The Jungian scholar Robert Johnson spoke of the form of a mandorla as the almond-shaped ellipse created when two circles overlap1. Those of us who have sat through many a presentation know this symbol as a Venn diagram. If one looks to the rose windows of the cathedrals of Europe, or at the geometry of Euclid’s Elements2, one sees this shape, sometimes called the vesica piscis. This shape is the first indication that an eclipse has begun, and doubtfully will enrapture millions of viewers next week. Carl Jung often said contemporary culture was malnourished of symbols3. What is it about this overlap of celestial bodies that is so captivating to our contemporary eyes?

Solar eclipse
    Credit: Rick Fienberg / TravelQuest International / Wilderness Travel

This shape can also be seen as the process of integration between what was and what is is and what one is becoming. It symbolizes the dialectic between “this” and “that.” As therapists, we help our clients hold this tension between who we are now and where we have come from, and the direction we wish to move. It is often this very tension that brings patients into our offices, both compelled towards and, at the same time, frightened of change. This process of change in therapy is often one of “the hero’s journey,” an archetypal story of emergence, struggle, change, and integration that has been told in stories since humans began telling tales.

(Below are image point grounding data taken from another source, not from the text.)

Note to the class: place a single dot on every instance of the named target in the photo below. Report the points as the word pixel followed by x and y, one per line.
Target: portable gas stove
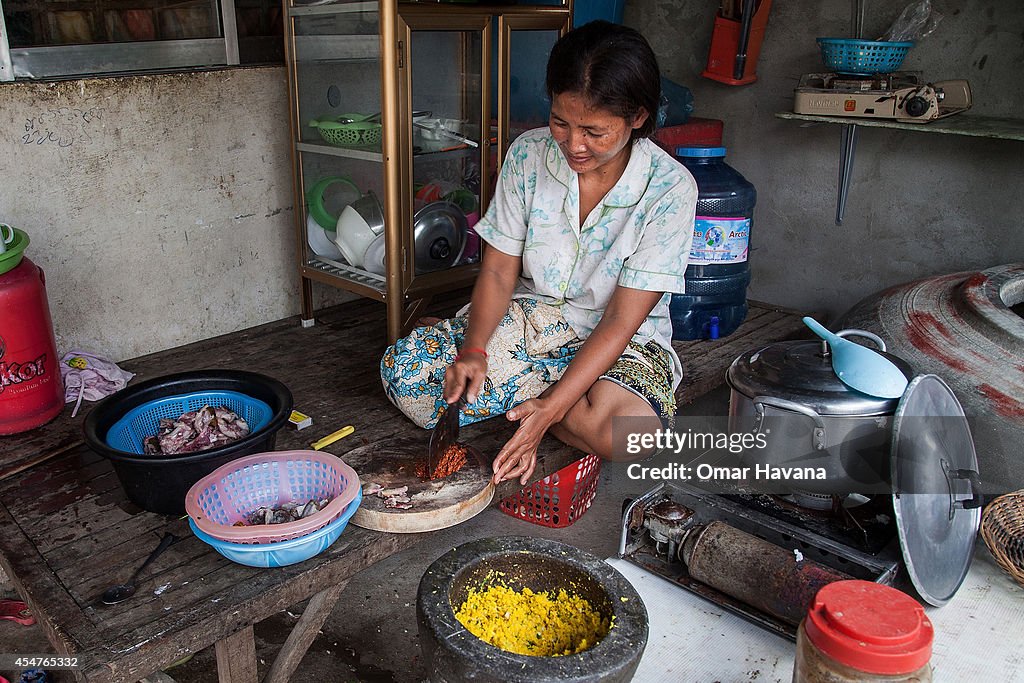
pixel 759 556
pixel 900 95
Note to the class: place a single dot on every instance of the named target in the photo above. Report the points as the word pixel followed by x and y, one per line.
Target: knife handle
pixel 332 437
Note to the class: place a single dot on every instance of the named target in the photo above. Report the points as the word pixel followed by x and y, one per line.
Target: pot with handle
pixel 809 418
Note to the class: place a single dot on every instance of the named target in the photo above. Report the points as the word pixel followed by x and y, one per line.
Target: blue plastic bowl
pixel 282 553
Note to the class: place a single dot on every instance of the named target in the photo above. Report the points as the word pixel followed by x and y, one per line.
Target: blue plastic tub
pixel 129 432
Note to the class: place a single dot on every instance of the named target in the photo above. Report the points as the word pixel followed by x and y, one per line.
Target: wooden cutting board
pixel 437 504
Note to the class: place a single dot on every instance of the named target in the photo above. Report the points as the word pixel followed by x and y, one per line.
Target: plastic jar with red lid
pixel 858 631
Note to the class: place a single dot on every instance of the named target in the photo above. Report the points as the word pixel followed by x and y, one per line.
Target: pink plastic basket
pixel 228 494
pixel 558 500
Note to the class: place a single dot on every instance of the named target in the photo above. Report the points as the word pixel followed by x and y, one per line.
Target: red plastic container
pixel 31 389
pixel 559 500
pixel 694 133
pixel 858 631
pixel 725 44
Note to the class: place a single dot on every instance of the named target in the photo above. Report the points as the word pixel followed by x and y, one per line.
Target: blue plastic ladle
pixel 860 368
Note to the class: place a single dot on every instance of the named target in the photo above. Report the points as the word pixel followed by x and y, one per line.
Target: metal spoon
pixel 116 594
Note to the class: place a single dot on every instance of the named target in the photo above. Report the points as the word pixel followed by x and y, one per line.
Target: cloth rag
pixel 90 377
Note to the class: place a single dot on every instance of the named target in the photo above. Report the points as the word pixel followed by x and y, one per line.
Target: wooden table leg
pixel 303 634
pixel 237 657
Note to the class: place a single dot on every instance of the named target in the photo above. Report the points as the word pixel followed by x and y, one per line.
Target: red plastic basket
pixel 558 500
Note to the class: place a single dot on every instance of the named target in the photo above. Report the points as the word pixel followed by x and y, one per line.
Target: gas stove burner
pixel 813 501
pixel 718 547
pixel 900 95
pixel 668 522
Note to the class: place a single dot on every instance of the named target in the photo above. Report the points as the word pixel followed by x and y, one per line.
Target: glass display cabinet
pixel 400 115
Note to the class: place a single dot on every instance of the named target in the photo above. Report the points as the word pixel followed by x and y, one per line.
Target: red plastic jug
pixel 31 389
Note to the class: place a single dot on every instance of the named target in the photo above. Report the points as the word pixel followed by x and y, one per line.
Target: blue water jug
pixel 719 271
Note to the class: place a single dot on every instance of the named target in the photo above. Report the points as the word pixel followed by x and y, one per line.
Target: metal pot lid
pixel 439 231
pixel 802 372
pixel 936 488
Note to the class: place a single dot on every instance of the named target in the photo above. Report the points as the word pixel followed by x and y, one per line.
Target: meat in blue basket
pixel 197 430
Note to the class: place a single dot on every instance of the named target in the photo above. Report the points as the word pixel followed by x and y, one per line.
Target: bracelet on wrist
pixel 470 350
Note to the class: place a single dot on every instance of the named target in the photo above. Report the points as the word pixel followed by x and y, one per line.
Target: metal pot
pixel 790 393
pixel 439 232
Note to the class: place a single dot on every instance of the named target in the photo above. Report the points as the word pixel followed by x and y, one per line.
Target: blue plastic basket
pixel 128 433
pixel 282 553
pixel 862 57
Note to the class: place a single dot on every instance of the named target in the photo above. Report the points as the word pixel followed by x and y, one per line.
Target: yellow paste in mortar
pixel 528 623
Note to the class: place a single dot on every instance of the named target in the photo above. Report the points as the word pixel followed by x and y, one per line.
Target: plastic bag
pixel 916 20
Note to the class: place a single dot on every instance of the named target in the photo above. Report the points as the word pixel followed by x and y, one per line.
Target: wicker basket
pixel 1003 529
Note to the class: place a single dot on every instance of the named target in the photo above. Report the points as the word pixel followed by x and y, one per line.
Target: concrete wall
pixel 160 207
pixel 920 203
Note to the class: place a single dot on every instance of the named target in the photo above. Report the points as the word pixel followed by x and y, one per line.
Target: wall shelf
pixel 958 124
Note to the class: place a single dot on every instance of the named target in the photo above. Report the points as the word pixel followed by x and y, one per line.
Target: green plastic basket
pixel 348 130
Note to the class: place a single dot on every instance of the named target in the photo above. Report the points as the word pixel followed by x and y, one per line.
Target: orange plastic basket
pixel 558 500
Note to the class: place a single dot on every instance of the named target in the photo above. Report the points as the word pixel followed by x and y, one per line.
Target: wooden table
pixel 69 530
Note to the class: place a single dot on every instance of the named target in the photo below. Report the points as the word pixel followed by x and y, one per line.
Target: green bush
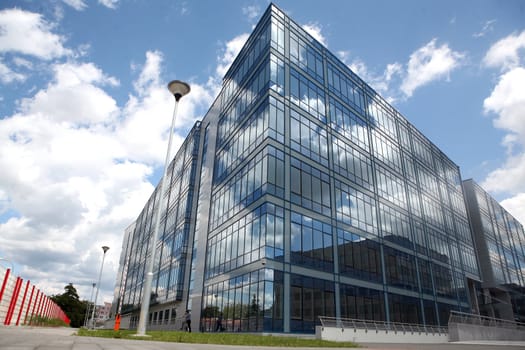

Those of us who help our clients transit though this change know that it is a landscape often filled with what Jung would call “shadow,” that which we have disowned in ourselves but see projected onto others. It is the process of bringing these disowned parts of self back into the light, rather than trying to cut them off, that brings us back to a place of wholeness.  In therapy, we learn, with our patients, how to transit, again and again, through this in-between place, this place of uncertainty, tension, and ultimately, integration. The external process of change is forward-linear, like the moon passing in front of the sun, but the internal process of change is recursive, as we revisit parts of ourselves again and again in order for change to occur. Like an eclipse that will recur on another day and over another swath of earth, this change will occur over and over again, on a different frontier of our psyche.

At the moment of totality, there is a sense of unity between the two circles—a circle of darkness obscures the circle of light. The shadow, for a brief moment, triumphs, and night emerges in the middle of the day. This experience is a transient, but potent, reminder of what happens every night and every time we honor our inner experience, an invitation to go into the dark/ where the night has eyes to recognize its own/ There you can be sure/ you are not beyond love, as the poet David Whyte4 wrote in “Sweet Darkness”.  (Listen to the full poem here: https://onbeing.org/blog/sweet-darkness/). We are reminded that we are both light and shadow, and that in the complexity of the self, there is room for all the different parts of us, all of what makes us who we are. After the darkness, the light returns again, as sure as the sun will rise again tomorrow, hope embodied.  

References

  1. Johnson RA. Owning Your Own Shadow: Understanding The Dark Side Of The Psyche. New York, NY: Harper One Press; 1991.
  2. Densmore D, ed. Euclid’s Elements. Ann Arbor, MI: Green Lion Press; 2002
  3. Wright J. Christ, a symbol of the self. C. G. Jung Society of Atlanta Bulletin. Fall 2001.  https://www.jungatlanta.com/articles/fall01-crist-symbol-of-self.pdf. Accessed August 15, 2017.
  4. Whyte D.The House of Belonging. Langley, WA: Many Rivers Press; 1997.